Short Stories, Irish literature, Classics, Modern Fiction, Contemporary Literary Fiction, The Japanese Novel, Post Colonial Asian Fiction, The Legacy of the Austro-Hungarian Empire and quality Historical Novels are Among my Interests








Wednesday, March 30, 2016

The Death of Ivan Ilyich by Leo Tolstoy (1886, translated by Richard Pevear and Larissa Volokhonsky. 2009)

            Leo Tolstoy. 1828 to 1910

            At 76.                                    While an Officer in the Russian
                                                          Army during the Crimean War, at 20

Since beginning The Reading Life in July 2009 I have read  War and Peace, Anna Karenina as well as a few short stories by Leo Tolstoy.  Having recently watched an episode of the BBC adoption of   War and Peace, I have taken on a desire to read it for the forth time, hopefully this year.  

In addition to the major novels, the highly regarded translation team of Richard  Pevear and Larissa Volokhonsky have published a volume including "The Death of Ivan Illyich" (some treat it as a novella) and ten other short works of fiction. 

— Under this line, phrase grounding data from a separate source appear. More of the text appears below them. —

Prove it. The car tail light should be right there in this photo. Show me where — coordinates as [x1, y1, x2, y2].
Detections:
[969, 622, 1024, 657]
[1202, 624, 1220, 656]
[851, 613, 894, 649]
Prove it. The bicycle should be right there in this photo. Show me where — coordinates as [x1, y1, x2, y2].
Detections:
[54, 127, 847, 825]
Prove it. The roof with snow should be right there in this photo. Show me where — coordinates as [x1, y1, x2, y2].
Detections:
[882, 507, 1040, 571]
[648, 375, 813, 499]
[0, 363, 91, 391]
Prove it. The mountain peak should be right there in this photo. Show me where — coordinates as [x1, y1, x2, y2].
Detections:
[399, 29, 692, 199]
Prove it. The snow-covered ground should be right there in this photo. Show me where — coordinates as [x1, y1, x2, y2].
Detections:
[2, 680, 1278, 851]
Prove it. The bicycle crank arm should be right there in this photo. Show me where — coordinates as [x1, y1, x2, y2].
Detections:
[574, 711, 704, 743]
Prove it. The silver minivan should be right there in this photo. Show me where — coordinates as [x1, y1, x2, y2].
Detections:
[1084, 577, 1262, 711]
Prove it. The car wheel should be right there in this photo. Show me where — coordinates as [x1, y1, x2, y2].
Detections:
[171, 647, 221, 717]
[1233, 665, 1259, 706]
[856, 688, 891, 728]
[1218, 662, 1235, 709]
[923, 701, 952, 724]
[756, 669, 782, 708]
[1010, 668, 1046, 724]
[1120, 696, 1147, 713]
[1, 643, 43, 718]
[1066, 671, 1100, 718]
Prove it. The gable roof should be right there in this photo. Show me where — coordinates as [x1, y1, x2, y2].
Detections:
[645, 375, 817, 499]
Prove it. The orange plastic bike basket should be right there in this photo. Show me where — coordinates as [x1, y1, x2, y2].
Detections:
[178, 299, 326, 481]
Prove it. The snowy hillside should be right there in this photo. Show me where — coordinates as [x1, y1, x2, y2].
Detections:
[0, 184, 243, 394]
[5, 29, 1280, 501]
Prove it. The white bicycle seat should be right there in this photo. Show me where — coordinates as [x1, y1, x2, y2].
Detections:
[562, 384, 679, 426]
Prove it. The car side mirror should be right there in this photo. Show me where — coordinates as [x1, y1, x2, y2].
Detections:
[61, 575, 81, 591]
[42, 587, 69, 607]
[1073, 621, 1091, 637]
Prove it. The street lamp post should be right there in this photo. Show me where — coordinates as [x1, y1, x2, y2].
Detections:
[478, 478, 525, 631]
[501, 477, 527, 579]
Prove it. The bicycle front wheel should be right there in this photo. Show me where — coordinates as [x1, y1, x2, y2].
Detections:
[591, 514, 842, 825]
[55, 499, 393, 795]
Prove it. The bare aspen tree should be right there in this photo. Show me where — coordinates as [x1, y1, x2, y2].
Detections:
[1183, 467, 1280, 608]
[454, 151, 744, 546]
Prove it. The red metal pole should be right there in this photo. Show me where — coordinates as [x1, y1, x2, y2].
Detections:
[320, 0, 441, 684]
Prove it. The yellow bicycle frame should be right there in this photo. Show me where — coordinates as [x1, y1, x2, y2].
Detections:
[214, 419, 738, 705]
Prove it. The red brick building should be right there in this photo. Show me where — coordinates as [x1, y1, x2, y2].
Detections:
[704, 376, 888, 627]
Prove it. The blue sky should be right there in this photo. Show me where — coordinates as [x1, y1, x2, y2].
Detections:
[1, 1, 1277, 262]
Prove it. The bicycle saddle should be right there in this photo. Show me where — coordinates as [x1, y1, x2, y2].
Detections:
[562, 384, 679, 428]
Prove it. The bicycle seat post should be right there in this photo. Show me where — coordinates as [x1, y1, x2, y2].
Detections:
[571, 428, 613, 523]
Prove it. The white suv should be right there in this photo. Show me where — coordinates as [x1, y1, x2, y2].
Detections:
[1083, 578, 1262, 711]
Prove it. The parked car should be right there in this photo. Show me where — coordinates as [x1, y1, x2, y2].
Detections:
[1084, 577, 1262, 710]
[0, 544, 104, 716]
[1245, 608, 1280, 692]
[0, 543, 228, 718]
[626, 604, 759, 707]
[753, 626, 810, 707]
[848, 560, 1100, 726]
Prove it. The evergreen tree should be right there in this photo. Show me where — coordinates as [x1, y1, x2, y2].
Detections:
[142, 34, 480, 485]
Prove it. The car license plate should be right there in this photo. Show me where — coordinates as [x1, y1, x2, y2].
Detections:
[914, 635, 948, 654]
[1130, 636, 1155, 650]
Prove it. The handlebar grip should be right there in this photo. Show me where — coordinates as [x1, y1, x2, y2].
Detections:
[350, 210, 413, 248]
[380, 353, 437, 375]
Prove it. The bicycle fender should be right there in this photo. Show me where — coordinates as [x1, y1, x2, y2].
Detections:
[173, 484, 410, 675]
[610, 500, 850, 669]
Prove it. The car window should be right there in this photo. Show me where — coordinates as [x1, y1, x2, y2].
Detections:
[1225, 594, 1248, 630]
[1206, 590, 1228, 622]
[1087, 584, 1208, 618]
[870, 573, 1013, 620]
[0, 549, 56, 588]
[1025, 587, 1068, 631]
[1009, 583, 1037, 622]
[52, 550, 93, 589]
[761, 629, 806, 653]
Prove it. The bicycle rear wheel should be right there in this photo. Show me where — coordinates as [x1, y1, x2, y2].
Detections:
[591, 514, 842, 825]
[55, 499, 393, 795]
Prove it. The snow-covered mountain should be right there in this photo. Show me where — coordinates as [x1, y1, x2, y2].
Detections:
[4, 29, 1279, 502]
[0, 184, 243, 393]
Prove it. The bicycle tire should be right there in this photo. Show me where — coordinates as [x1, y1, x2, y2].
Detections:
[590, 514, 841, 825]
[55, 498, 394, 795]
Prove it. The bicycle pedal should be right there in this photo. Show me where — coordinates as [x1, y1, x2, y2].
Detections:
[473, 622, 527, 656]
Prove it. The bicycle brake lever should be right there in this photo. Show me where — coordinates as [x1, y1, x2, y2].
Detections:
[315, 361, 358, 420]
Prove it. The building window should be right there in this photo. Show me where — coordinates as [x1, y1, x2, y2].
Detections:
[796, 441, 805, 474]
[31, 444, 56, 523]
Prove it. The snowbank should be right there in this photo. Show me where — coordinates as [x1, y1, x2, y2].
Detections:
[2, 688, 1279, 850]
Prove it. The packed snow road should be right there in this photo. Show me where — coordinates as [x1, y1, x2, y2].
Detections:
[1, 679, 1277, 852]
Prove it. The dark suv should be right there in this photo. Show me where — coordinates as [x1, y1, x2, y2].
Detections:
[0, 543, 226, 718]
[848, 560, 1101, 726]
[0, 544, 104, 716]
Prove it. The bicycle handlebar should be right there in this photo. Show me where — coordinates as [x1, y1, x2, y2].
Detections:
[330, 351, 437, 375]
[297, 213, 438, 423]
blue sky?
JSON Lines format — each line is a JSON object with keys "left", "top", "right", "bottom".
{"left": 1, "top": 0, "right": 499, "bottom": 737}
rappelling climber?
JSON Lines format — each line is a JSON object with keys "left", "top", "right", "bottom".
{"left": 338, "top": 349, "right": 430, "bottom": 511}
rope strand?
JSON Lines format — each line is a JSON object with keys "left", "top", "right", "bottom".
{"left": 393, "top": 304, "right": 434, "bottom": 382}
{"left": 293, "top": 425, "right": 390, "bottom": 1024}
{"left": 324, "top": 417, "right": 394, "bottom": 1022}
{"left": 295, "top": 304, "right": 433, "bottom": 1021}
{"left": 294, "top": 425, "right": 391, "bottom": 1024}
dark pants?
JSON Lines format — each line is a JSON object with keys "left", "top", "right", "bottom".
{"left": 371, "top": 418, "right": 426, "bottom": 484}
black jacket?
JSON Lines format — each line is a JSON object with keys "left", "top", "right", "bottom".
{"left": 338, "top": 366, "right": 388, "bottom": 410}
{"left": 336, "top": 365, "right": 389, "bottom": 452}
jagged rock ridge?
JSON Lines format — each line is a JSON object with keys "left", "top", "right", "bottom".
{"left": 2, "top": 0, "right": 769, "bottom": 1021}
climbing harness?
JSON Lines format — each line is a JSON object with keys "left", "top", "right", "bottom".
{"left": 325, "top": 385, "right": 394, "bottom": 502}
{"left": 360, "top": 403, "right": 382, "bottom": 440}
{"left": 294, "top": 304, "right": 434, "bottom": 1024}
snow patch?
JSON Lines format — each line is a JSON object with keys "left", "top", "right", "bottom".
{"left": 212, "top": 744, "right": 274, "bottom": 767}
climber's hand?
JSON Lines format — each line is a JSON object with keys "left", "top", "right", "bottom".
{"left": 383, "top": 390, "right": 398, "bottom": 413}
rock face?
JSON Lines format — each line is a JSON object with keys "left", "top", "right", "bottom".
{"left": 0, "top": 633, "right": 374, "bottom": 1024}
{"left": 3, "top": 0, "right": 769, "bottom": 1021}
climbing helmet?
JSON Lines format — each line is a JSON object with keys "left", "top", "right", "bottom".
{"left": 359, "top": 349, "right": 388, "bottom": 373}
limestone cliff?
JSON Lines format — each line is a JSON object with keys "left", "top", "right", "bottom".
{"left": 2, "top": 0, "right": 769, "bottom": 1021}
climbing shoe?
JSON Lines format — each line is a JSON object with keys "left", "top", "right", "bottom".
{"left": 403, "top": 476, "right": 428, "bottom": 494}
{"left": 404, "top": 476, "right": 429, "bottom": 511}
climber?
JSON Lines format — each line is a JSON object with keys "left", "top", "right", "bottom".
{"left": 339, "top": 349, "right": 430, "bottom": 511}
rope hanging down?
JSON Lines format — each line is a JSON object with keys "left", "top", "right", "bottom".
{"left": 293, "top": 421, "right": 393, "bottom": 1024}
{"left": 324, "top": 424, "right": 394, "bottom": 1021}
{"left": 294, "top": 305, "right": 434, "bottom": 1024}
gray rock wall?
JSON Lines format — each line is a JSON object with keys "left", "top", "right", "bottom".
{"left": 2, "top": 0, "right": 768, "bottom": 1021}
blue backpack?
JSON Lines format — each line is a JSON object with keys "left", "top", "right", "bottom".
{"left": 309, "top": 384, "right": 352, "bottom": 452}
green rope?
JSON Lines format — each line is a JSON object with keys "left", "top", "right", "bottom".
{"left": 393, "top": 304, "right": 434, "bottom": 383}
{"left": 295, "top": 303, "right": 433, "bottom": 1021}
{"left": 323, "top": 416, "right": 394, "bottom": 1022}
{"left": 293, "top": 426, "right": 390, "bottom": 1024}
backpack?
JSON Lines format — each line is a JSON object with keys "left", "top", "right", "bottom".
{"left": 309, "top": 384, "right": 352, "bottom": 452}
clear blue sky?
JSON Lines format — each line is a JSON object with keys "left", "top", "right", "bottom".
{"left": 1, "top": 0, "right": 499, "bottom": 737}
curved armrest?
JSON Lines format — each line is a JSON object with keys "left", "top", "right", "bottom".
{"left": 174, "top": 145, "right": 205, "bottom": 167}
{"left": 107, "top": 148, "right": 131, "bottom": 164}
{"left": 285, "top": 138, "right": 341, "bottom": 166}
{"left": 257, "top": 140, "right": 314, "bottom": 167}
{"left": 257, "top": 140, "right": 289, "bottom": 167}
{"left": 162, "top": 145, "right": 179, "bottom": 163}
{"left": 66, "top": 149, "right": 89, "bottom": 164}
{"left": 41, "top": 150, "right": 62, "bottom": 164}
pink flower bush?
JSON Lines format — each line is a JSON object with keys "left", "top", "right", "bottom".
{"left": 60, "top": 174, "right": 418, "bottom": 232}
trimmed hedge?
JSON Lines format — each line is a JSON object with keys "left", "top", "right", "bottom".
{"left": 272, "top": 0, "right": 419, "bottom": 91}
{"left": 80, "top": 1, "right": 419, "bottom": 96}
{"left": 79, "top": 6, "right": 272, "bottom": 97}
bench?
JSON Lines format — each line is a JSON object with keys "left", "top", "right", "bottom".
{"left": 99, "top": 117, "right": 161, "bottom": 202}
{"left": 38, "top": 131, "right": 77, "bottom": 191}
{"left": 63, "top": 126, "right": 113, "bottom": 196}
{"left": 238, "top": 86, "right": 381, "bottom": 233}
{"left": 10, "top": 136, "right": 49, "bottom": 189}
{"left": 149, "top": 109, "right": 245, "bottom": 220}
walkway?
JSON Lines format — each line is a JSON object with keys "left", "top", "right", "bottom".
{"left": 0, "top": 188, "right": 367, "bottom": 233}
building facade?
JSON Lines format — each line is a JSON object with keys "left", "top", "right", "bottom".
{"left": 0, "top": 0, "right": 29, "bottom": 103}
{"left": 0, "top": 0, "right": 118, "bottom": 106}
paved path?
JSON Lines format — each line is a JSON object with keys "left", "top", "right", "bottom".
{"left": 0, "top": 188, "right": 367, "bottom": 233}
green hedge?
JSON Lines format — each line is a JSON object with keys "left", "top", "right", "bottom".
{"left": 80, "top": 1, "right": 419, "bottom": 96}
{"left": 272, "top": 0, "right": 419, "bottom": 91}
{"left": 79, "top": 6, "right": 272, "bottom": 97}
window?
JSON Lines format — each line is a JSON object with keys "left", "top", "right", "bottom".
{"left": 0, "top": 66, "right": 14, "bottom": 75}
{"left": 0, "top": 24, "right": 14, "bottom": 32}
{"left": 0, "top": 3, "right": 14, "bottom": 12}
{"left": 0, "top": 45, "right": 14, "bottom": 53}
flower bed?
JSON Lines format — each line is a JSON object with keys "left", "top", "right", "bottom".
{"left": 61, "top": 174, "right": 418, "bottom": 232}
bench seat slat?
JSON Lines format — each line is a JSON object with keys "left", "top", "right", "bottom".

Ivan Illyich is a moderately successful Russian official working in the judiciary, in the provinces.  He is reasonably happy in his marriage, sometimes enjoys the petty power his job gives him, enjoys a good meal and a drink and loves to play cards.  He is also dying.  No one, especially his wife, wants to acknowledge this.  The story is  a disturbing very insightful look at the metamorphoses that often accur in a long marriage.  Tolstoy has a very deep understanding of the marriage of Ivan and his wife.  

We see Ivan trying to come to terms with his mortality.  We also learn a good bit about the politics of the life of a judge in Czarist Russia.  



This is a very fine  work of art, worthy of the world's greatest novelist.  If you have been married a while you will be pushed into pondering your relationship.  I am so glad I have experienced "The Death of Ivan Illyich".  



Mel u 
       

1 comment:

Fred said...

This is one of Tolstoy's best and most powerful works.

This quotation grabbed me the first time I read it, and it has stayed with me for decades. Sometimes I think I understand, but at other times I'm not so sure.

"Ivan Ilych's life had been most simple and most ordinary and therefore most terrible."